(515d) Axial Segregation in Bubbling, Gas-Fluidized Beds with Continuous Size Distributions
Due to a lack of understanding of polydisperse flows, processes employing particulate flows often operate below design capacity and exhibit undesired flow behavior. Previous work, including experiments, theoretical efforts, and simulations, has largely focused on binary mixtures (two particle species which vary in size and/or density) to characterize and better understand the segregation behavior. Relatively little work has been performed, however, for continuous size distributions, despite their practical importance. Experiments involving Geldart Group B particles with a continuous size distribution have been carried out under atmospheric conditions. The system under consideration is a gas-fluidized bed, in which local segregation measurements are taken. Sand of various widths of Gaussian and lognormal distributions were fluidized, then axial segregation profiles were obtained from frozen-bed sectioning. Experimental results show that (i) the mean particle diameter decreases with increasing height within the bed, (ii) the degree of segregation increases with increasing width of the particle size distribution, and (iii) the shape of the local size distribution (i.e., Gaussian or lognormal) is preserved with respect to the overall distribution, even in the presence of size segregation.

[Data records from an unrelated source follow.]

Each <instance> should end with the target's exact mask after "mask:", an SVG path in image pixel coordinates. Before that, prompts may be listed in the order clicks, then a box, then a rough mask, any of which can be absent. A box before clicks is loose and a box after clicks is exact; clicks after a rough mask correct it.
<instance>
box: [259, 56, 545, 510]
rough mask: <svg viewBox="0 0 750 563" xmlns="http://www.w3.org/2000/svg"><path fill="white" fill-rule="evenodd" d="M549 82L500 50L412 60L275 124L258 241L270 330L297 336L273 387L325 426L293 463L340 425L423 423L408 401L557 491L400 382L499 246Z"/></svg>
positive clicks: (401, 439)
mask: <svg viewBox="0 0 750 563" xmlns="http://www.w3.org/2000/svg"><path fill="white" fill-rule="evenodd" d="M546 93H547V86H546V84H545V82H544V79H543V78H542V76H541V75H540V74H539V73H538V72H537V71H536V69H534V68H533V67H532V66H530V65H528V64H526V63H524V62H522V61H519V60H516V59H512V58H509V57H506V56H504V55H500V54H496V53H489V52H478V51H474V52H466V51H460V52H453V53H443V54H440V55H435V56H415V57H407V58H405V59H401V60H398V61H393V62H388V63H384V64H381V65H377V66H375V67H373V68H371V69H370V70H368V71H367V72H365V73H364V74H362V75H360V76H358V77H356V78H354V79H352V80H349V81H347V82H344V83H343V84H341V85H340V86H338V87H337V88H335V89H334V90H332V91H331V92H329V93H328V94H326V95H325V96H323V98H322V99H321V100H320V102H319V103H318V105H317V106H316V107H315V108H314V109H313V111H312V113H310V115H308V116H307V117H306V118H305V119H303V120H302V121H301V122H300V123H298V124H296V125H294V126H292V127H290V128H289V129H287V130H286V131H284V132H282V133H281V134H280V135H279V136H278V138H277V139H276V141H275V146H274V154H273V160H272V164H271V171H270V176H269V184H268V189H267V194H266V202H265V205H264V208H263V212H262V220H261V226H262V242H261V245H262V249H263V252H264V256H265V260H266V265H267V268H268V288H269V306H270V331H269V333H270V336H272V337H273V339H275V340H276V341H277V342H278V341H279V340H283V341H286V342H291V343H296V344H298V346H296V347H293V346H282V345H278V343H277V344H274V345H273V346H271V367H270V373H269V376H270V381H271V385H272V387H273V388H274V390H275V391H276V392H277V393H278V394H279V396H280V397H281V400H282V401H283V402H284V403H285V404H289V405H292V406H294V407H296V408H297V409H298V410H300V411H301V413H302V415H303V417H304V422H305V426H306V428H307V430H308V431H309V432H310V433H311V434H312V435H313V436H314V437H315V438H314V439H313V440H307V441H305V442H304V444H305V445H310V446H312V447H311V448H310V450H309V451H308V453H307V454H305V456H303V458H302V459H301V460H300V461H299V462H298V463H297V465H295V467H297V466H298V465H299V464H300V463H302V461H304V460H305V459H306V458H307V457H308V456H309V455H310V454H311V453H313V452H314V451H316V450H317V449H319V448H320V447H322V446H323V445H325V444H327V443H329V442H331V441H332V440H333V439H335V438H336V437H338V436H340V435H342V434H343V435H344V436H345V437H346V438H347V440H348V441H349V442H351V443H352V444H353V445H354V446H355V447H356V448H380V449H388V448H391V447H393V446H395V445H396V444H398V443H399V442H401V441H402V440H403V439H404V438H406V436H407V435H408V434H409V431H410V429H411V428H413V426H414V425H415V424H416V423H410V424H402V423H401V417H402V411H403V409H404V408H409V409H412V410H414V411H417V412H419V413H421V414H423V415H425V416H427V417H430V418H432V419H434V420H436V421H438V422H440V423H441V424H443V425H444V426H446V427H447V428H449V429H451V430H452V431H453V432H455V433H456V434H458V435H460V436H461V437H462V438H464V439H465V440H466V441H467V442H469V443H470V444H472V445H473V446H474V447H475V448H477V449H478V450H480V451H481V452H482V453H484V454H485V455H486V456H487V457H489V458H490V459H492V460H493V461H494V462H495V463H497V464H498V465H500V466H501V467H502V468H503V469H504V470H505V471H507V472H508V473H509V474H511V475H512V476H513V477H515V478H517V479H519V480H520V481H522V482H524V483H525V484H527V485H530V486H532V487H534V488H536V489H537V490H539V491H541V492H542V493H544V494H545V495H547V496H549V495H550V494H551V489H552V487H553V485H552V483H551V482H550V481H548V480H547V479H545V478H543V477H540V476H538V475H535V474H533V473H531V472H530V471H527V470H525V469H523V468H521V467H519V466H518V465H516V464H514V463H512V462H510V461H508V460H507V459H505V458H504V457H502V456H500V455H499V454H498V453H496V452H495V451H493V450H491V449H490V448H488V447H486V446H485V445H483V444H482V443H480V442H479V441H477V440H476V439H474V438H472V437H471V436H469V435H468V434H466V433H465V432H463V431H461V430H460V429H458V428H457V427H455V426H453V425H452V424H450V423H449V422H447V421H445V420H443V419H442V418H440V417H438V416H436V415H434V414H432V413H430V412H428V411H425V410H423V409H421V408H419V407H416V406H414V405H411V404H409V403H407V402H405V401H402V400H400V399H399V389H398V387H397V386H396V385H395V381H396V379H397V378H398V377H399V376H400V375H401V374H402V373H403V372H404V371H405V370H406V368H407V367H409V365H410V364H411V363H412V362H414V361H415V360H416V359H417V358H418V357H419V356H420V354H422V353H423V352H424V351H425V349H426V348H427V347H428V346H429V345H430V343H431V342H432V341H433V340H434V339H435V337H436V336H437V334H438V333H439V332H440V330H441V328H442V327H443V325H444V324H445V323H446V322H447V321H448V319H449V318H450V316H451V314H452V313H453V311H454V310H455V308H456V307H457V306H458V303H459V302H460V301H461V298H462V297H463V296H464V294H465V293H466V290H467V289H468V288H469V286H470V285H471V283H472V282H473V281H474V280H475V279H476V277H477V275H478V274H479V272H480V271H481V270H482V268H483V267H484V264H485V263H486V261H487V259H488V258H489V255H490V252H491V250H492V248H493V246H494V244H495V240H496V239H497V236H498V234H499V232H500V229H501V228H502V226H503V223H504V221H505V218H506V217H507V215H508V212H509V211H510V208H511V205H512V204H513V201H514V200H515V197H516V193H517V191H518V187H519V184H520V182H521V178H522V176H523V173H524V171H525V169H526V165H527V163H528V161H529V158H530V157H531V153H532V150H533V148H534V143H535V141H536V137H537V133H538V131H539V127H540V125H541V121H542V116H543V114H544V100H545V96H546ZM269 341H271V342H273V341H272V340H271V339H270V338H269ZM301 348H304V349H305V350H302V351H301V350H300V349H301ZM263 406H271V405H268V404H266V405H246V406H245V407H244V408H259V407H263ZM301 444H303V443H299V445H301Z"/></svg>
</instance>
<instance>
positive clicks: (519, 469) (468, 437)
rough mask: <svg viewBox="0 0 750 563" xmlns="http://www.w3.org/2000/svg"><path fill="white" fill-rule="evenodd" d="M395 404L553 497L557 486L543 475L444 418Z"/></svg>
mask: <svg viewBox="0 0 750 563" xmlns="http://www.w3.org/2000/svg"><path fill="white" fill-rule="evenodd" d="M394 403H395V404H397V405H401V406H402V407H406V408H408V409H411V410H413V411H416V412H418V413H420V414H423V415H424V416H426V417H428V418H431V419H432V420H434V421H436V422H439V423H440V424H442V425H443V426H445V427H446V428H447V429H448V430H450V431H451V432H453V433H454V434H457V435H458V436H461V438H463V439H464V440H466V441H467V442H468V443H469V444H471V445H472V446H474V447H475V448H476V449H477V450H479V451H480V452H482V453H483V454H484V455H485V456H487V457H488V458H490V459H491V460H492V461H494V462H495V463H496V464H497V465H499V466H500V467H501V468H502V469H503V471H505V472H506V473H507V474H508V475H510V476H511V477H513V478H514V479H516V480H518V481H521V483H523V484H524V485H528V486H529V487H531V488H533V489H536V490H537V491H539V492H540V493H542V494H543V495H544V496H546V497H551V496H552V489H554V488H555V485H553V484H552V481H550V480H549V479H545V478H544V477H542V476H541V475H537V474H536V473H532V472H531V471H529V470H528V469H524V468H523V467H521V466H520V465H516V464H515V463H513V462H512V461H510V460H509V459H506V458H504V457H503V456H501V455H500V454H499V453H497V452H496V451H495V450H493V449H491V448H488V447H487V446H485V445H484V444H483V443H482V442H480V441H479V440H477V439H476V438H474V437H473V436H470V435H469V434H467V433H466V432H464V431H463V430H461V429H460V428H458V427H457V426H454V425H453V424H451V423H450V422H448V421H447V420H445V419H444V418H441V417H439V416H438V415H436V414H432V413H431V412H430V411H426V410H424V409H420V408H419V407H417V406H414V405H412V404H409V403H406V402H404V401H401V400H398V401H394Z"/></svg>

These experimental findings agree with discrete particle simulations carried out by Dahl et al. (2003) for granular systems and Dahl and Hrenya (2005) for gas-fluidized systems, and are expected to simplify subsequent continuum modelling efforts. A surprising fourth finding, however, is that the degree of segregation is non-monotonic with respect to the width of lognormal distributions.
Dahl, S.R., Clelland R., and Hrenya C.M. (2003). Three-dimensional, rapid shear flow of particles with continuous size distributions. Powder Technology 138 (1): 7-12.
Dahl, S. R., and Hrenya, C.M. (2005). Size segregation in gas-solid fluidized beds with continuous size distributions. Chemical Engineering Science 60: 6658-6673.